Double Encryption in Hierarchical DMVPN Design

Cory Anderson · ‎11-06-2018

Hi all,

I have a scenario where we're looking into Hierarchical DMVPNs. The majority of the traffic is between either the spoke or the regional hub, and the central hub. What's the best way to avoid double encryption if traffic from a spoke traverses the regional hub to get to the central hub? PBR?

Rob Ingram · ‎11-06-2018

Hi,
There wouldn't be double encryption, encryption is between the spoke(s) to the regional hub and then another encrypted tunnel from regional hub to central hub. Once routed through an encrypted tunnel, traffic would be routed out of the egress interface un-encrypted, unless the egress interface (in this instance the tunnel interface between regional hub and central hub) encrypts the traffic.

You would want traffic encrypted from regional hub to central hub.

HTH

Cory Anderson · ‎11-07-2018

Yes, I understand.
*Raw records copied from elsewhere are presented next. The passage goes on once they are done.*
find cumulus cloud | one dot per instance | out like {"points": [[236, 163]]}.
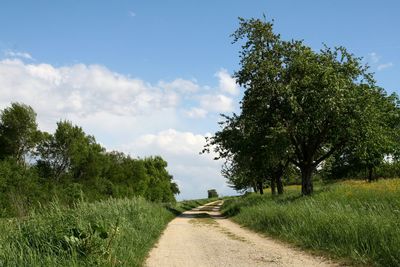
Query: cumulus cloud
{"points": [[124, 113], [13, 54], [196, 113], [80, 89], [384, 66], [216, 103], [181, 85], [195, 173], [375, 60], [227, 83], [373, 57]]}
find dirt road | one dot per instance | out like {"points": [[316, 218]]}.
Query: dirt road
{"points": [[202, 237]]}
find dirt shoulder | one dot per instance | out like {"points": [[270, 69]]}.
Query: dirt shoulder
{"points": [[203, 237]]}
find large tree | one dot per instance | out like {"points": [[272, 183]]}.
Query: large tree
{"points": [[319, 101], [18, 131]]}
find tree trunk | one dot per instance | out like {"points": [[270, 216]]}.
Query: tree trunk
{"points": [[260, 187], [306, 180], [370, 172], [279, 184], [255, 189], [273, 186]]}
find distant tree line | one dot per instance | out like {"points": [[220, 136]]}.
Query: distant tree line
{"points": [[68, 165], [304, 113]]}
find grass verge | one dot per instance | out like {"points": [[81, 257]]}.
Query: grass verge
{"points": [[116, 232], [355, 220]]}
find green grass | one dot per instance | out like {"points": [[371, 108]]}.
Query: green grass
{"points": [[353, 220], [116, 232]]}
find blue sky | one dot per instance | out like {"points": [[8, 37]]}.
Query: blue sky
{"points": [[151, 77]]}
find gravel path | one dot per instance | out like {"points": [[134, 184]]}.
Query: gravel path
{"points": [[202, 237]]}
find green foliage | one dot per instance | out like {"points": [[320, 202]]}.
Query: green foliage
{"points": [[356, 220], [69, 165], [301, 106], [18, 131]]}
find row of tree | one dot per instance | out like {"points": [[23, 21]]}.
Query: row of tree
{"points": [[302, 111], [36, 166]]}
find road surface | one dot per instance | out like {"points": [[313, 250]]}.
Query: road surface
{"points": [[203, 237]]}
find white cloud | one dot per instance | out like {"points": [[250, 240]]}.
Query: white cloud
{"points": [[181, 85], [118, 110], [195, 173], [384, 66], [227, 83], [17, 54], [196, 113], [216, 103], [373, 57], [80, 89]]}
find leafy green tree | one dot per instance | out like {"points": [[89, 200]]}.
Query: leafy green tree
{"points": [[319, 102], [18, 131], [69, 151], [379, 140]]}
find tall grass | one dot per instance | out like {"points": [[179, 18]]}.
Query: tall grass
{"points": [[115, 232], [353, 219]]}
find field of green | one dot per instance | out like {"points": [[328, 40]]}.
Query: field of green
{"points": [[115, 232], [352, 220]]}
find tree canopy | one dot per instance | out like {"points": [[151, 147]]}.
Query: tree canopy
{"points": [[302, 106]]}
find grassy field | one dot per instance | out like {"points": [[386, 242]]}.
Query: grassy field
{"points": [[355, 220], [107, 233]]}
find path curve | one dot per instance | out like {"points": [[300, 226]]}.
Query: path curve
{"points": [[202, 237]]}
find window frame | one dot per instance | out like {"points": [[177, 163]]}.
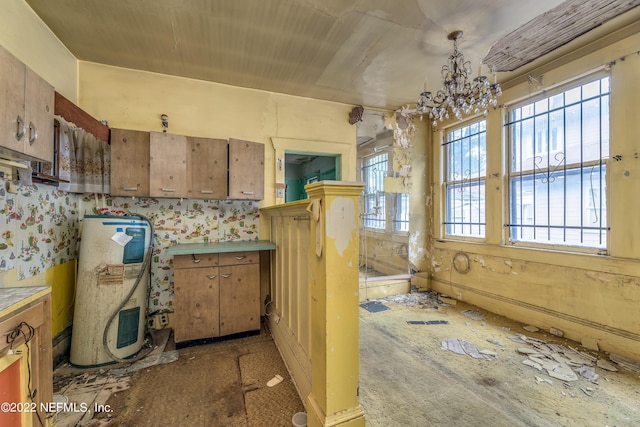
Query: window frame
{"points": [[446, 184], [378, 196], [581, 167]]}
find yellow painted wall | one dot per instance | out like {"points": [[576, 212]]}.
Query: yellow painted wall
{"points": [[133, 99], [24, 34], [585, 295]]}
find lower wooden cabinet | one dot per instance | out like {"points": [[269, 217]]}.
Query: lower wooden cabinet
{"points": [[216, 295]]}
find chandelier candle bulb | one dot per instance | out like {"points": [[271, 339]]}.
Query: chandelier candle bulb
{"points": [[461, 93]]}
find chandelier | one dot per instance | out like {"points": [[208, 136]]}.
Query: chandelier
{"points": [[459, 94]]}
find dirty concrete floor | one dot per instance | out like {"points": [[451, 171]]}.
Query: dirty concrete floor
{"points": [[217, 384], [406, 379]]}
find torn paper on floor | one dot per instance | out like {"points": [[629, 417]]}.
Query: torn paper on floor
{"points": [[463, 347]]}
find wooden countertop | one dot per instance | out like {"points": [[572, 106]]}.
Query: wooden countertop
{"points": [[11, 299], [212, 248]]}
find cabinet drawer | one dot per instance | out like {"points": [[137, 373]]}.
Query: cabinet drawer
{"points": [[195, 260], [234, 258]]}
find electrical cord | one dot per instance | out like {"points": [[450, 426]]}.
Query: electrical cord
{"points": [[145, 266], [28, 336]]}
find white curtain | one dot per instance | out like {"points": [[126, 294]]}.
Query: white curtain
{"points": [[85, 161]]}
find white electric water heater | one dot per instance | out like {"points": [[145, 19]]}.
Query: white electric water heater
{"points": [[112, 255]]}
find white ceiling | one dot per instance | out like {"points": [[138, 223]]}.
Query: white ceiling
{"points": [[375, 53]]}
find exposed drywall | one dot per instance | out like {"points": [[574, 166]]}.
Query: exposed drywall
{"points": [[587, 296]]}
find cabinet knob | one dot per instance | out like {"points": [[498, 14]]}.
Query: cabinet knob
{"points": [[20, 130], [33, 133]]}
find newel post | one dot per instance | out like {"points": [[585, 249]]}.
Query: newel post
{"points": [[333, 269]]}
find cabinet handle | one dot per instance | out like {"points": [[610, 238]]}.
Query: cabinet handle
{"points": [[20, 130], [33, 133]]}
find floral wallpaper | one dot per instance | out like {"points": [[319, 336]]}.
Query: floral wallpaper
{"points": [[41, 229], [184, 221]]}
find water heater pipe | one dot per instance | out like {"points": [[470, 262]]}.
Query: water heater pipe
{"points": [[145, 266]]}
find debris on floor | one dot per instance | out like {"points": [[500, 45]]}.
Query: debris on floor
{"points": [[445, 299], [475, 315], [427, 322], [603, 364], [151, 360], [463, 347], [559, 361], [496, 342], [590, 343], [275, 380], [374, 306], [557, 332], [543, 380], [625, 363]]}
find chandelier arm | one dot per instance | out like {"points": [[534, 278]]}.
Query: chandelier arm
{"points": [[460, 94]]}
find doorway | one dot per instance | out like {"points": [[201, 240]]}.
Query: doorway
{"points": [[306, 168]]}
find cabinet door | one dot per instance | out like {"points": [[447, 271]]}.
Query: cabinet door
{"points": [[11, 104], [39, 103], [129, 163], [168, 165], [196, 303], [246, 170], [239, 298], [207, 168]]}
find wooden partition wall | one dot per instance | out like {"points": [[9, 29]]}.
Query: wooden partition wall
{"points": [[313, 313]]}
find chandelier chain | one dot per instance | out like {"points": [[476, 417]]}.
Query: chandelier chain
{"points": [[460, 93]]}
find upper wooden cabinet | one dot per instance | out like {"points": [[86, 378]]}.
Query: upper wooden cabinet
{"points": [[158, 164], [26, 112], [168, 165], [246, 170], [129, 163], [207, 167]]}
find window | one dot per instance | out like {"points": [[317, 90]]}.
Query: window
{"points": [[465, 172], [401, 217], [557, 167], [374, 169]]}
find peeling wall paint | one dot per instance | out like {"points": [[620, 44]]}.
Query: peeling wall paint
{"points": [[341, 222]]}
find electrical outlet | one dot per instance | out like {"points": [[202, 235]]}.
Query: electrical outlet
{"points": [[164, 319]]}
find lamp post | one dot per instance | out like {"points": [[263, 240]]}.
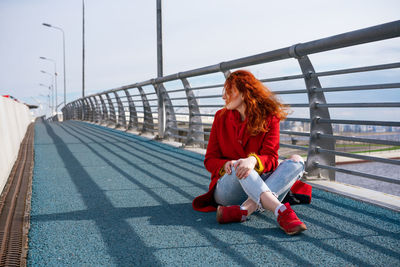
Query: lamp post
{"points": [[55, 79], [159, 41], [51, 75], [50, 102], [48, 105], [65, 84]]}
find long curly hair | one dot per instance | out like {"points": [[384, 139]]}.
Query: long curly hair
{"points": [[260, 102]]}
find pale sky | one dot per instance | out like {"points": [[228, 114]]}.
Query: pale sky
{"points": [[121, 38]]}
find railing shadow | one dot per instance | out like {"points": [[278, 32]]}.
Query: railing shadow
{"points": [[258, 240]]}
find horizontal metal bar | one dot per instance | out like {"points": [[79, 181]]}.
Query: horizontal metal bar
{"points": [[202, 132], [354, 70], [360, 105], [295, 133], [203, 115], [178, 98], [208, 96], [210, 106], [298, 105], [178, 121], [179, 129], [203, 124], [371, 34], [357, 156], [359, 122], [298, 119], [366, 175], [297, 91], [151, 130], [360, 87], [293, 146], [207, 87], [200, 142], [356, 139], [177, 106], [177, 136], [174, 91], [283, 78]]}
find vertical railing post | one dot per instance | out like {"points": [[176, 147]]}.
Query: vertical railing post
{"points": [[121, 112], [93, 109], [170, 118], [161, 112], [148, 122], [315, 98], [195, 125], [80, 110], [104, 115], [97, 112], [111, 118], [133, 120], [88, 109]]}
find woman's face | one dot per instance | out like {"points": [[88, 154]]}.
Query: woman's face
{"points": [[234, 100]]}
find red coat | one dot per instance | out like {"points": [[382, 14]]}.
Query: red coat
{"points": [[229, 140]]}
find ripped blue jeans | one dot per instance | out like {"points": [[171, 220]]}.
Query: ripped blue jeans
{"points": [[233, 191]]}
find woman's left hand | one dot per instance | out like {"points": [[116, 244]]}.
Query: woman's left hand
{"points": [[243, 167]]}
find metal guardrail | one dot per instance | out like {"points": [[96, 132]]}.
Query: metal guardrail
{"points": [[158, 111]]}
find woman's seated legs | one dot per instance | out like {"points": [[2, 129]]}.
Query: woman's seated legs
{"points": [[287, 173]]}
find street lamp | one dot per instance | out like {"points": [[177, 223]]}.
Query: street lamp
{"points": [[51, 75], [50, 91], [48, 111], [55, 78], [58, 28]]}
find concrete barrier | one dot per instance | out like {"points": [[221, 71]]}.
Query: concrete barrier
{"points": [[14, 120]]}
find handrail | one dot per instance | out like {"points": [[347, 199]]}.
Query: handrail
{"points": [[189, 122]]}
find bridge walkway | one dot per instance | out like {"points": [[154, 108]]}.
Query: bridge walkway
{"points": [[102, 197]]}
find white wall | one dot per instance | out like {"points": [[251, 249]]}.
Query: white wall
{"points": [[14, 120]]}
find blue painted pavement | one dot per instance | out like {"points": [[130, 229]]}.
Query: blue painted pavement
{"points": [[102, 197]]}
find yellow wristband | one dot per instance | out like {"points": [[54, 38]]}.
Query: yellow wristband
{"points": [[259, 166]]}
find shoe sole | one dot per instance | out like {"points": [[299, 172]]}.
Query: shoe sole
{"points": [[300, 228]]}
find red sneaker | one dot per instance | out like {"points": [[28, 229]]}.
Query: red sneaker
{"points": [[289, 222], [230, 214]]}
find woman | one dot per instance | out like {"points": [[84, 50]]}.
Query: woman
{"points": [[242, 156]]}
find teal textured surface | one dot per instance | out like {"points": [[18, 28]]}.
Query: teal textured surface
{"points": [[102, 197]]}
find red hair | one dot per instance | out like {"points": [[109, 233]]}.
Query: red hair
{"points": [[260, 102]]}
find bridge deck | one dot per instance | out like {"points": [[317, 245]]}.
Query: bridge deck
{"points": [[104, 197]]}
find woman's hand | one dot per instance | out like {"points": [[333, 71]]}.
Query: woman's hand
{"points": [[228, 166], [243, 167]]}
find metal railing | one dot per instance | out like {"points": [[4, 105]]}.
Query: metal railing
{"points": [[149, 107]]}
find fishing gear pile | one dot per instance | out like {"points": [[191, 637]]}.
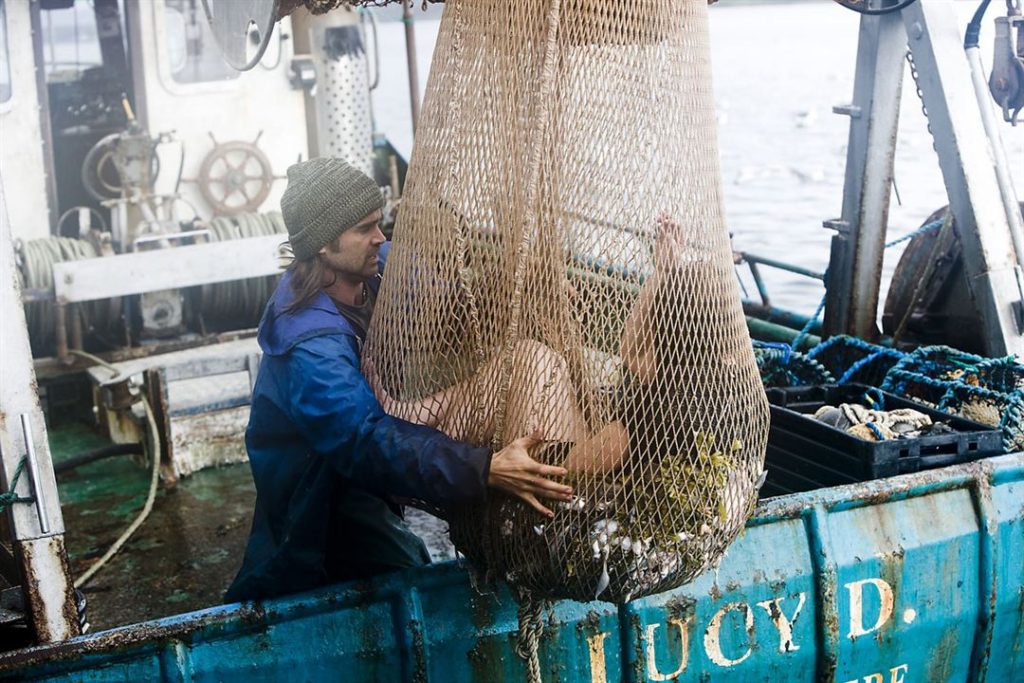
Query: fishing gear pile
{"points": [[561, 266]]}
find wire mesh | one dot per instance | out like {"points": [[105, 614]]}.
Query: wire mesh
{"points": [[561, 266]]}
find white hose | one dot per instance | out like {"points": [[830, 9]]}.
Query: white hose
{"points": [[154, 481]]}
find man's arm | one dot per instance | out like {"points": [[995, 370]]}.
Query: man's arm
{"points": [[341, 420]]}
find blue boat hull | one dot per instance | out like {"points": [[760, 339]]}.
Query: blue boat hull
{"points": [[919, 578]]}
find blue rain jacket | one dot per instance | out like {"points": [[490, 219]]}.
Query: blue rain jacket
{"points": [[316, 431]]}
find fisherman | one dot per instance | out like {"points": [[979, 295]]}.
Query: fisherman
{"points": [[326, 458]]}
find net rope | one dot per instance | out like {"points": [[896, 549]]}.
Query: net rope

I probably didn't describe the issues that I see well enough. I see the forwarding options as either the spoke creating an end to end tunnel to the central hub, creating a double encryption scenario, or the regional spoke having the extra burden of decrypting then re-encrypting traffic to the central hub. I'm looking for a third alternative for processing efficiency where traffic is encrypted once, and forwarded end-to-end.

Rob Ingram · ‎11-07-2018

If you don't wish to route traffic via the regional hub you probably don't want to use a hierarchial design. You could just create 2 tunnels on the spoke router, 1 direct to the regional hub router and another to the central hub. Traffic would be routed via the appropriate tunnel and encrypted once.